Au cœur des cataclysmes naturels qui ont marqué l’histoire de notre planète, l’éruption spectaculaire du mont Tambora en 1815 reste à jamais gravée dans les mémoires. Ce volcan indonésien a déclenché l’éruption la plus violente jamais enregistrée, projetant un panache de particules réfléchissantes vers les cieux et plongeant le monde dans le chaos.

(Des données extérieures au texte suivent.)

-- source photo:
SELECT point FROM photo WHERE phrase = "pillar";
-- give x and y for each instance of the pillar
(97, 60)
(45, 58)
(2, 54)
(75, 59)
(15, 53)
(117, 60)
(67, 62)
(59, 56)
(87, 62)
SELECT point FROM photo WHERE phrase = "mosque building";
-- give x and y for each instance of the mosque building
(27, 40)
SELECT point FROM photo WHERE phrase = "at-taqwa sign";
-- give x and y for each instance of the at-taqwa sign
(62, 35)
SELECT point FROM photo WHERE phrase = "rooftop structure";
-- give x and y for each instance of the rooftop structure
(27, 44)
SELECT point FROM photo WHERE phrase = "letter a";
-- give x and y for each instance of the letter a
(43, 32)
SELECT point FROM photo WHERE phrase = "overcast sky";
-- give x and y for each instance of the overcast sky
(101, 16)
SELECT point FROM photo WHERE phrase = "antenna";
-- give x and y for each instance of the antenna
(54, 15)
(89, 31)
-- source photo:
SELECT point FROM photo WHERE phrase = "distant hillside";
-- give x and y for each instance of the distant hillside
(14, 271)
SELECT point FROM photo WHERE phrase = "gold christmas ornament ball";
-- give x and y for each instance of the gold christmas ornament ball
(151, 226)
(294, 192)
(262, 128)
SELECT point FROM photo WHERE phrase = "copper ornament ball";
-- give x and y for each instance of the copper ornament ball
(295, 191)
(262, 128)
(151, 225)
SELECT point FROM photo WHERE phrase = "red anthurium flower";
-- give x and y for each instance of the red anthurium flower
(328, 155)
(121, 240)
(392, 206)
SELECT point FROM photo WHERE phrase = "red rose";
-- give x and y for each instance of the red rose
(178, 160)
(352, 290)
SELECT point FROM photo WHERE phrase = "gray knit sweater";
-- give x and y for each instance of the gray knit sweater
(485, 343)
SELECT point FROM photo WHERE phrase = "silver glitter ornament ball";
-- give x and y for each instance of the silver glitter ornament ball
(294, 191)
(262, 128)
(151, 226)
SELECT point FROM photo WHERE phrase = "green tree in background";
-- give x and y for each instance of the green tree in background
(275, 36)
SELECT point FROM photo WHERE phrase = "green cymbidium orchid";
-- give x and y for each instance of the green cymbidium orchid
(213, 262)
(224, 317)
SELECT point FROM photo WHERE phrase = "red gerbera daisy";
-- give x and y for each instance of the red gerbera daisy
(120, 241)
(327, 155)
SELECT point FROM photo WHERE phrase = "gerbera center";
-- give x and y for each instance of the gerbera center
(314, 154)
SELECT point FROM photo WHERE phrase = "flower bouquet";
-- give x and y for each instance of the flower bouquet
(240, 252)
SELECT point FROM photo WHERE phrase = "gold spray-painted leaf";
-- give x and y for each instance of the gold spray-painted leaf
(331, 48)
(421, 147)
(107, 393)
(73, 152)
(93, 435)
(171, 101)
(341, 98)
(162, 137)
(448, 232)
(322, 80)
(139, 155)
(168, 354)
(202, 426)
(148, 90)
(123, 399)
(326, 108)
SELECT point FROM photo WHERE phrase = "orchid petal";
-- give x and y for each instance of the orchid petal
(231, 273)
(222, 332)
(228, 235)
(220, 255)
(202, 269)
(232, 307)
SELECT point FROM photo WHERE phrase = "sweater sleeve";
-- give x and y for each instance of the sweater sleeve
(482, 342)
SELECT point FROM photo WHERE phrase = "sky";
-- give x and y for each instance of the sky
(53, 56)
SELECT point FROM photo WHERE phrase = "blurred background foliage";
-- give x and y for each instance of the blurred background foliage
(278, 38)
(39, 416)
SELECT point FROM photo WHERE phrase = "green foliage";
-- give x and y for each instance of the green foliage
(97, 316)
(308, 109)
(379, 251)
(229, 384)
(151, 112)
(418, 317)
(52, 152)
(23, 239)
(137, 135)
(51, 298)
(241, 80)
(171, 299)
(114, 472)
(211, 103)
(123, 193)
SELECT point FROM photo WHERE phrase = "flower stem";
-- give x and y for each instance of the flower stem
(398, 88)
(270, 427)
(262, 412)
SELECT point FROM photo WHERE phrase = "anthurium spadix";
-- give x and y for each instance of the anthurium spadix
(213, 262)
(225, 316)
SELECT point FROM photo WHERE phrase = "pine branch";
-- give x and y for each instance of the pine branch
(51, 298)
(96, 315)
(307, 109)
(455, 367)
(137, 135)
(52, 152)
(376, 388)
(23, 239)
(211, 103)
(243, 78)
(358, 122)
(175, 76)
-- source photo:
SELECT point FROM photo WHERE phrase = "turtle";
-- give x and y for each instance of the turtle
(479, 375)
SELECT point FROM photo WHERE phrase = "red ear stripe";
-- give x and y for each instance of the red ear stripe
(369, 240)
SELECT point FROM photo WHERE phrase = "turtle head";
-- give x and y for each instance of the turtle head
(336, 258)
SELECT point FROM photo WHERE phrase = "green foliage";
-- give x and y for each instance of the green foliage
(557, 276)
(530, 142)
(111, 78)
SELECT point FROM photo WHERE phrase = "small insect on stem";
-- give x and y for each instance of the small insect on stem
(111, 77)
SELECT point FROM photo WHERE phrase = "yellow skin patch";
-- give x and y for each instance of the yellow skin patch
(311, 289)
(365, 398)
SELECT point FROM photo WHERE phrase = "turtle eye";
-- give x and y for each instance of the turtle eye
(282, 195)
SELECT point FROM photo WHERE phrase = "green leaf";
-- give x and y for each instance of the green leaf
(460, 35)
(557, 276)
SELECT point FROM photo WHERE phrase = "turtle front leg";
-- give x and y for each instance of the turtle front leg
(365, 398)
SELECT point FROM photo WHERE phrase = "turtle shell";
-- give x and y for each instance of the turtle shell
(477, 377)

L’année qui a suivi ce cataclysme a été baptisée « l’année sans été » : les températures mondiales ont chuté, les récoltes ont échoué, la famine a frappé, une pandémie de choléra s’est répandue et des dizaines de milliers de personnes ont perdu la vie. On raconte même que cette éruption aurait inspiré Mary Shelley à écrire Frankenstein, alors qu’elle se réfugiait d’une météo exceptionnellement froide en Suisse en 1816.
De nos jours, les scientifiques avertissent que le monde pourrait être confronté à une nouvelle éruption de grande ampleur. Markus Stoffel, professeur de climatologie à l’Université de Genève, souligne qu’il ne s’agit pas de savoir si, mais quand cela se produira. Les données géologiques suggèrent une probabilité d’une éruption massive ce siècle, avec un risque estimé à 1 sur 6, a-t-il indiqué à CNN.

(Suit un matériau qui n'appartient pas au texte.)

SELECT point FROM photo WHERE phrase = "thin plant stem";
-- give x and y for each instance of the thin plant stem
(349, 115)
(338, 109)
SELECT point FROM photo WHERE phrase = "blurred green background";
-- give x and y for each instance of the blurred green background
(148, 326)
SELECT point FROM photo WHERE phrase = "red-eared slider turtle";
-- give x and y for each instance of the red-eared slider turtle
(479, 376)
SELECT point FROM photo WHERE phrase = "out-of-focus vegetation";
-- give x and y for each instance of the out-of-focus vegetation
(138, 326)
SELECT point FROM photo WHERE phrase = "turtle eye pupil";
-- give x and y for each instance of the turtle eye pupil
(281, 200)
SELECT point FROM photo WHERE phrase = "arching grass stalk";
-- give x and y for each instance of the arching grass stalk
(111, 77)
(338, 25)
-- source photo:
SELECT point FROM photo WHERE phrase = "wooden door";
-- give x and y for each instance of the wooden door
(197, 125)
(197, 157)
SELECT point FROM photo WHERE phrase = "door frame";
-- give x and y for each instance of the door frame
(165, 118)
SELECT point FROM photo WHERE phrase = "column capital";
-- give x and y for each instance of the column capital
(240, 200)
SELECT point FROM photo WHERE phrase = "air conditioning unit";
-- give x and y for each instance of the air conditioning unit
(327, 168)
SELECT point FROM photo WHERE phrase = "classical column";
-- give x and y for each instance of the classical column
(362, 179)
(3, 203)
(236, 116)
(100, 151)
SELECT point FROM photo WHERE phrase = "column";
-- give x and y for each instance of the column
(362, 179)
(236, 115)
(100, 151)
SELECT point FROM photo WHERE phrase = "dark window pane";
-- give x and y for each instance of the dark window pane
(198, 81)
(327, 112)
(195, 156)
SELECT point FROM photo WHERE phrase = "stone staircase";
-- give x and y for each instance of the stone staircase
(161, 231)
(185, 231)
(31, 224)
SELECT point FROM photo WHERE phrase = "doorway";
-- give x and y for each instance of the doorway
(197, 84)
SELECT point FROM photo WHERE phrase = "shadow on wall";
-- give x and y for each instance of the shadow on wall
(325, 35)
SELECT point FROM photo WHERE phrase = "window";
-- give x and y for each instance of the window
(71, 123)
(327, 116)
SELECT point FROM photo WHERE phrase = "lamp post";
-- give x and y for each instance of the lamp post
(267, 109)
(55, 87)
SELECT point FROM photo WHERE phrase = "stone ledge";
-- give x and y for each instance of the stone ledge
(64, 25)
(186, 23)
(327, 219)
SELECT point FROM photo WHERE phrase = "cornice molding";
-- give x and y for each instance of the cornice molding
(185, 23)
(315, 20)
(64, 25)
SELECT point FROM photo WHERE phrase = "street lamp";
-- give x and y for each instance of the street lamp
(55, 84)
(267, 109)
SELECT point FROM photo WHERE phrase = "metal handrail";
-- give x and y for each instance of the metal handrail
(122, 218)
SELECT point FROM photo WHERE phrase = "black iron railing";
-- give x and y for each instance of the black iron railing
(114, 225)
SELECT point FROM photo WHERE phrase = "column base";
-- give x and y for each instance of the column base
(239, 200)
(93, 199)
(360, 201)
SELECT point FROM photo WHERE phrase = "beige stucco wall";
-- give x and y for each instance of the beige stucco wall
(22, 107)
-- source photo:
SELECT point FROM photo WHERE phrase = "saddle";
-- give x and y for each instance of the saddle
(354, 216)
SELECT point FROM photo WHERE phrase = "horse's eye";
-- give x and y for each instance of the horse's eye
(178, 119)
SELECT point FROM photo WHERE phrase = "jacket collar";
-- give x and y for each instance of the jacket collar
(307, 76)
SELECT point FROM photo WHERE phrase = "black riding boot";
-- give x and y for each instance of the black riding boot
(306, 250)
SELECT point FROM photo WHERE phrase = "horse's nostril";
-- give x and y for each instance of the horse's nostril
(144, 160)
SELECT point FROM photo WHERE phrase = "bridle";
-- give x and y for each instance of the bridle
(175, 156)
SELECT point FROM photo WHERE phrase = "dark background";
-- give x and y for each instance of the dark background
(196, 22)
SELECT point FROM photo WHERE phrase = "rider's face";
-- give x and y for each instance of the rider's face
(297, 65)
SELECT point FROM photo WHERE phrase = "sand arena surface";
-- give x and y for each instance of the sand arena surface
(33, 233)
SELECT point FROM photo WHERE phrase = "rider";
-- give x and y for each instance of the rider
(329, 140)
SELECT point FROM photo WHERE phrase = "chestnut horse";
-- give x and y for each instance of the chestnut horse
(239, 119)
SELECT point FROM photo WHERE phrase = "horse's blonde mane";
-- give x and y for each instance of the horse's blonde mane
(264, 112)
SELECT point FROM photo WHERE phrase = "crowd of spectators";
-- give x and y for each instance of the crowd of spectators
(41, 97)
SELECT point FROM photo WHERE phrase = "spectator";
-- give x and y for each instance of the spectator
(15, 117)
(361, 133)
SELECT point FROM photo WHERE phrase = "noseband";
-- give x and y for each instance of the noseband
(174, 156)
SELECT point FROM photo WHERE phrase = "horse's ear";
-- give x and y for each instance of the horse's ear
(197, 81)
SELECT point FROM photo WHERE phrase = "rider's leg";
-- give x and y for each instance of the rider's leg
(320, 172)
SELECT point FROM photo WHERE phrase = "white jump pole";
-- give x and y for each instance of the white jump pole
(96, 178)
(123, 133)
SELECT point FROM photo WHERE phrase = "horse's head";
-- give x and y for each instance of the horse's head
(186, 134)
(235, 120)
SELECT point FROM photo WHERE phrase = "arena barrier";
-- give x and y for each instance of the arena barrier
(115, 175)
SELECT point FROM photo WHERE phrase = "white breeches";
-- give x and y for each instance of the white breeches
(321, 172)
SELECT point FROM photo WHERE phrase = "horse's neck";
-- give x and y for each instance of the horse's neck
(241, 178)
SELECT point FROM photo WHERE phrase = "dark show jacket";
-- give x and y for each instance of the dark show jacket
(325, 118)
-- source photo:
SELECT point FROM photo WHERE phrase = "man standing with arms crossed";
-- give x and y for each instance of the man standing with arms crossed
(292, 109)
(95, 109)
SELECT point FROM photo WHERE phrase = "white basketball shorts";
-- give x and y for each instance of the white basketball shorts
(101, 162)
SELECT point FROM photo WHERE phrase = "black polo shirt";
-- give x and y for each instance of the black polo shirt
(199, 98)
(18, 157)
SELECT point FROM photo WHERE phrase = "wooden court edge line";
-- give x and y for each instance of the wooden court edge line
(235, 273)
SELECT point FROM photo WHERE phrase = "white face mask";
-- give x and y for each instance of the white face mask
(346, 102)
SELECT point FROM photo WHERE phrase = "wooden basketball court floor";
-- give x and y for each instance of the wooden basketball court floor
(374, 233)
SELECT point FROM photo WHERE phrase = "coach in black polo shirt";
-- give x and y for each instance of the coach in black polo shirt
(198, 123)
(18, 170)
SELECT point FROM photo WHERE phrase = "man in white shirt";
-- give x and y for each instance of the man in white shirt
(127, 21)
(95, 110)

Cependant, il est important de noter que ce phénomène se produirait dans un monde profondément modifié, non seulement plus peuplé, mais également impacté par la crise climatique. Cette future éruption majeure entraînera inévitablement un « chaos climatique », prévient Stoffel, ajoutant que « l’humanité n’a pas de plan ».
Les volcans ont toujours façonné notre monde, contribuant à la formation des continents, à l’édification de l’atmosphère et au changement climatique. En entrant en éruption, ils libèrent un mélange de lave, de cendres et de gaz, dont le dioxyde de carbone responsable de l’effet de serre, même si en quantités bien moindres que celles produites par la combustion des combustibles fossiles.
Lorsqu’il s’agit d’impact climatique, les scientifiques se penchent davantage sur un autre gaz : le dioxyde de soufre. Une éruption volcanique majeure peut propulser du dioxyde de soufre dans la stratosphère, où il se transforme en minuscules particules aérosols qui réfléchissent la lumière du soleil, refroidissant ainsi la planète en dessous.
Les données satellitaires permettent de suivre la quantité de dioxyde de soufre libérée par les éruptions volcaniques modernes. Lorsque le mont Pinatubo aux Philippines est entré en éruption en 1991, environ 15 millions de tonnes de dioxyde de soufre se sont envolées dans la stratosphère, refroidissant le monde de près de 0,5 degré Celsius pendant plusieurs années.
Dans le cas des anciennes éruptions, les données sont plus limitées. Les scientifiques tentent de reconstituer ces événements en utilisant des informations issues de carottes de glace et des cernes des arbres, véritables capsules temporelles renfermant les secrets de l’atmosphère passée. Ces investigations ont révélé que les éruptions massives des derniers millénaires ont temporairement refroidi la planète de 1 à 1,5 degré Celsius.
Le mont Tambora, par exemple, a abaissé les températures mondiales de près de 1 degré Celsius. Il existe des preuves que l’énorme éruption du Samalas en Indonésie en 1257 a peut-être contribué à déclencher le « Petit Âge glaciaire », une période de froid qui a perduré des centaines d’années.
Ces événements historiques suggèrent que les éruptions massives peuvent également affecter les précipitations, perturbant les systèmes de mousson en Afrique et en Asie. Comprendre les impacts de ces éruptions passées est crucial, mais la prochaine se produira dans un monde considérablement plus chaud que celui d’avant l’ère des combustibles fossiles.
Dans un monde déjà instable, les effets d’une éruption volcanique majeure pourraient être encore plus dévastateurs qu’en 1815, souligne Michael Rampino, professeur à l’Université de New York. Le réchauffement climatique pourrait également accentuer l’impact de ces éruptions en modifiant la formation et la dispersion des particules aérosols, potentiellement amplifiant l’effet de refroidissement.
Ainsi, alors que la menace d’une éruption volcanique majeure plane sur notre monde en mutation, il est impératif que l’humanité se prépare à affronter les conséquences d’un tel événement. Les leçons du passé et la compréhension des dynamiques géoclimatiques actuelles sont essentielles pour anticiper et atténuer les effets d’un nouveau bouleversement naturel d’envergure.